Hello people of StackOverflow
I'm trying to extract a number from house number but for some reason I cannot.
I have a working code from teradata that I'm trying to convert to pyspark:
--Original code from teradata:
CAST(REGEXP_SUBSTR(adr_house_no, '\d+') AS INTEGER) AS adr_house_no,
REGEXP_SUBSTR(adr_house_no, '[A-Za-z]+$') AS adr_house_no_ad
Here is the query I'm using:
result = spark.sql('''
SELECT
adr_house_no as house_no,
CAST(regexp_extract(adr_house_no, '(\d+)') AS INT) as adr_house_no,
regexp_extract(adr_house_no, '([A-Za-z]+$)') as adr_house_no_ad
FROM subscriber_info_address_subscriber
''').show()
The result is as follows:
+--------+------------+---------------+
|house_no|adr_house_no|adr_house_no_ad|
+--------+------------+---------------+
| LTECXYD| null| LTECXYD|
| LTECXYD| null| LTECXYD|
| 51l| null| l|
| 84J| null| J|
| 96t| null| t|
| 919| null| |
| 59e| null| e|
| 919| null| |
| LTECXYD| null| LTECXYD|
| 67s| null| s|
| 4-6| null| |
| 361| null| |
| LTECXYD| null| LTECXYD|
| LTECXYD| null| LTECXYD|
| LTECXYD| null| LTECXYD|
| 842| null| |
| LTECXYD| null| LTECXYD|
| 98r| null| r|
| 361| null| |
| LTECXYD| null| LTECXYD|
+--------+------------+---------------+
The part of extracting house letter works but for some reason I cannot mark any digit.
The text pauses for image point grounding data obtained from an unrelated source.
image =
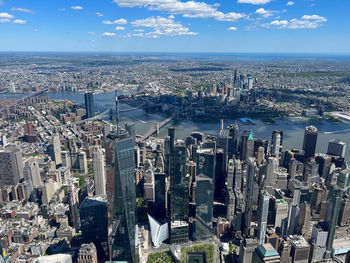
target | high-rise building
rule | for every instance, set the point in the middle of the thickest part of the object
(300, 249)
(264, 202)
(266, 253)
(246, 145)
(276, 142)
(124, 197)
(233, 139)
(55, 150)
(179, 190)
(343, 180)
(281, 212)
(304, 226)
(251, 174)
(246, 250)
(98, 163)
(79, 162)
(89, 104)
(204, 207)
(31, 173)
(310, 140)
(94, 222)
(87, 254)
(337, 148)
(11, 167)
(334, 203)
(149, 186)
(344, 216)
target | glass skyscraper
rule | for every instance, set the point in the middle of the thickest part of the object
(123, 219)
(89, 104)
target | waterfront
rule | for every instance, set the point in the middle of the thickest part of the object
(293, 128)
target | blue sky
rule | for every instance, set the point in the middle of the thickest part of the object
(282, 26)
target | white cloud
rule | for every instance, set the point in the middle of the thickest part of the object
(77, 7)
(191, 9)
(254, 2)
(19, 21)
(279, 23)
(6, 16)
(161, 26)
(305, 22)
(25, 10)
(120, 21)
(108, 34)
(118, 28)
(232, 28)
(4, 20)
(314, 17)
(265, 13)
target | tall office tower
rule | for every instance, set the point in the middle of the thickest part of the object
(204, 207)
(343, 180)
(55, 149)
(266, 253)
(79, 162)
(11, 167)
(310, 140)
(94, 222)
(260, 155)
(275, 147)
(204, 193)
(304, 226)
(179, 190)
(31, 170)
(250, 82)
(238, 175)
(337, 148)
(264, 202)
(274, 133)
(220, 174)
(293, 216)
(247, 249)
(233, 139)
(123, 215)
(28, 128)
(149, 186)
(31, 173)
(247, 145)
(344, 215)
(261, 143)
(235, 77)
(251, 173)
(271, 169)
(98, 163)
(89, 104)
(87, 253)
(323, 161)
(300, 249)
(230, 173)
(334, 203)
(281, 212)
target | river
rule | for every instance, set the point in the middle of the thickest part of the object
(293, 128)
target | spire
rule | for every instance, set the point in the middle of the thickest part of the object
(251, 137)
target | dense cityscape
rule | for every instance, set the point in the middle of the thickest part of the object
(81, 183)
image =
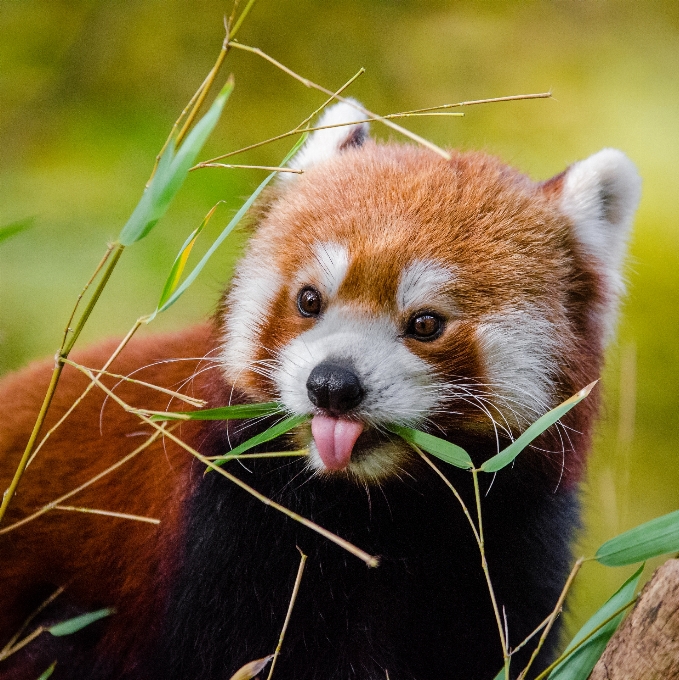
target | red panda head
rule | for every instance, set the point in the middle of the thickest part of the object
(388, 285)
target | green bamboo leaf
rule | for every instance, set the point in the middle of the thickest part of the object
(77, 623)
(657, 537)
(227, 230)
(15, 228)
(182, 258)
(580, 663)
(502, 675)
(47, 673)
(273, 432)
(506, 456)
(171, 173)
(450, 453)
(250, 670)
(236, 412)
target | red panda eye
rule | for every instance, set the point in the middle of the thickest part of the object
(425, 326)
(309, 301)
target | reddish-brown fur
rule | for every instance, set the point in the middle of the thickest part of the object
(513, 240)
(104, 560)
(512, 243)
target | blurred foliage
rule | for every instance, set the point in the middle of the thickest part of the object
(89, 90)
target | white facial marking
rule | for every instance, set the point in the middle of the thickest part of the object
(519, 350)
(325, 144)
(399, 387)
(254, 288)
(327, 270)
(421, 283)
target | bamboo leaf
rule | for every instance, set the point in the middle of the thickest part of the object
(251, 669)
(450, 453)
(657, 537)
(77, 623)
(48, 672)
(506, 456)
(226, 231)
(236, 412)
(273, 432)
(580, 663)
(15, 228)
(171, 173)
(181, 260)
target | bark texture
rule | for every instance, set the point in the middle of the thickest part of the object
(646, 646)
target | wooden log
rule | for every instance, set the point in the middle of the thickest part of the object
(646, 646)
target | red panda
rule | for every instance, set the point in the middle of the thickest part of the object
(383, 285)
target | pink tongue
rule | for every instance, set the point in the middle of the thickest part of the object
(335, 439)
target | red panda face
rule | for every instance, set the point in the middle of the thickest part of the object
(388, 285)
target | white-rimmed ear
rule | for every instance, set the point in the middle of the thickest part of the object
(601, 195)
(324, 144)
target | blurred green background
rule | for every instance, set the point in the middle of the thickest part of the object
(89, 90)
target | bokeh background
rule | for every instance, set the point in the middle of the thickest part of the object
(90, 88)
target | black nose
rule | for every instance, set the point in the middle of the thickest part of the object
(334, 388)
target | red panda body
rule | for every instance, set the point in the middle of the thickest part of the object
(385, 285)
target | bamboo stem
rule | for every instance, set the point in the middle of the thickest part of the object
(587, 637)
(553, 616)
(108, 513)
(308, 83)
(89, 482)
(370, 560)
(486, 571)
(293, 597)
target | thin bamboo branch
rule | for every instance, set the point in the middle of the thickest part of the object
(531, 635)
(50, 506)
(108, 513)
(86, 391)
(309, 83)
(492, 100)
(300, 129)
(585, 639)
(98, 268)
(19, 645)
(293, 597)
(251, 167)
(553, 616)
(447, 482)
(486, 571)
(112, 262)
(271, 454)
(370, 560)
(27, 622)
(192, 401)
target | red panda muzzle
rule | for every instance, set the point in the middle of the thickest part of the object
(467, 301)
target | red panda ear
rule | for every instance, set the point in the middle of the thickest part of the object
(324, 144)
(600, 194)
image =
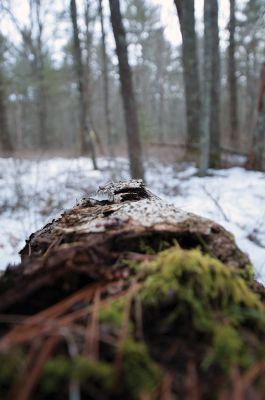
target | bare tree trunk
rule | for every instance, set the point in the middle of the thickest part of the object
(256, 157)
(215, 154)
(86, 142)
(5, 139)
(129, 103)
(232, 79)
(106, 83)
(37, 65)
(207, 69)
(185, 9)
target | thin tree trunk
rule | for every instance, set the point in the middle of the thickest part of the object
(205, 138)
(185, 9)
(86, 142)
(215, 154)
(106, 84)
(256, 158)
(5, 139)
(38, 70)
(129, 103)
(232, 79)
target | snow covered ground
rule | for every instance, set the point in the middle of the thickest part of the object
(34, 192)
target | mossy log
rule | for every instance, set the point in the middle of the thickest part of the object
(125, 296)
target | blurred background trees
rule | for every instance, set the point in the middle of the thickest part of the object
(60, 80)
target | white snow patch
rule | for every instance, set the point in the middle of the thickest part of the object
(34, 192)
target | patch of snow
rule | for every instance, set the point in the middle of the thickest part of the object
(34, 192)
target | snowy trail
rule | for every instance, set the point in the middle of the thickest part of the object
(33, 192)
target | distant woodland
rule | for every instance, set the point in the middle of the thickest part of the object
(101, 77)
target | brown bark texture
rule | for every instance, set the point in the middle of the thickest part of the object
(126, 296)
(186, 14)
(127, 91)
(86, 142)
(232, 78)
(256, 157)
(106, 93)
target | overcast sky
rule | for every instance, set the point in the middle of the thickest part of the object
(168, 16)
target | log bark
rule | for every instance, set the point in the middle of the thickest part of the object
(139, 291)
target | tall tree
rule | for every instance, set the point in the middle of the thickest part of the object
(232, 78)
(86, 141)
(107, 112)
(215, 95)
(205, 137)
(5, 139)
(185, 10)
(33, 41)
(256, 158)
(129, 103)
(210, 140)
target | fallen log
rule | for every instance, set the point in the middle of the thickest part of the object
(125, 295)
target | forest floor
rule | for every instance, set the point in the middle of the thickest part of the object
(34, 192)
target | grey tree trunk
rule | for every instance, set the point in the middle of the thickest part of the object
(5, 139)
(259, 131)
(128, 97)
(215, 134)
(106, 84)
(86, 141)
(207, 69)
(232, 79)
(185, 9)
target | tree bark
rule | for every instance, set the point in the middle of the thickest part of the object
(105, 73)
(232, 78)
(207, 81)
(5, 138)
(134, 285)
(185, 9)
(215, 130)
(128, 97)
(86, 142)
(255, 160)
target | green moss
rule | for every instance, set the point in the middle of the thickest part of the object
(215, 299)
(227, 349)
(139, 373)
I tried selecting one digit \d or two.
I tried regexp_extract(adr_house_no, '\d+') without parenthesis but it also doesn't work.
What does work is regexp_extract(adr_house_no, '[0-9]+')
Why is that? Why doesn't \d works in pyspark?
regexp_extract(adr_house_no, '\\d+')does?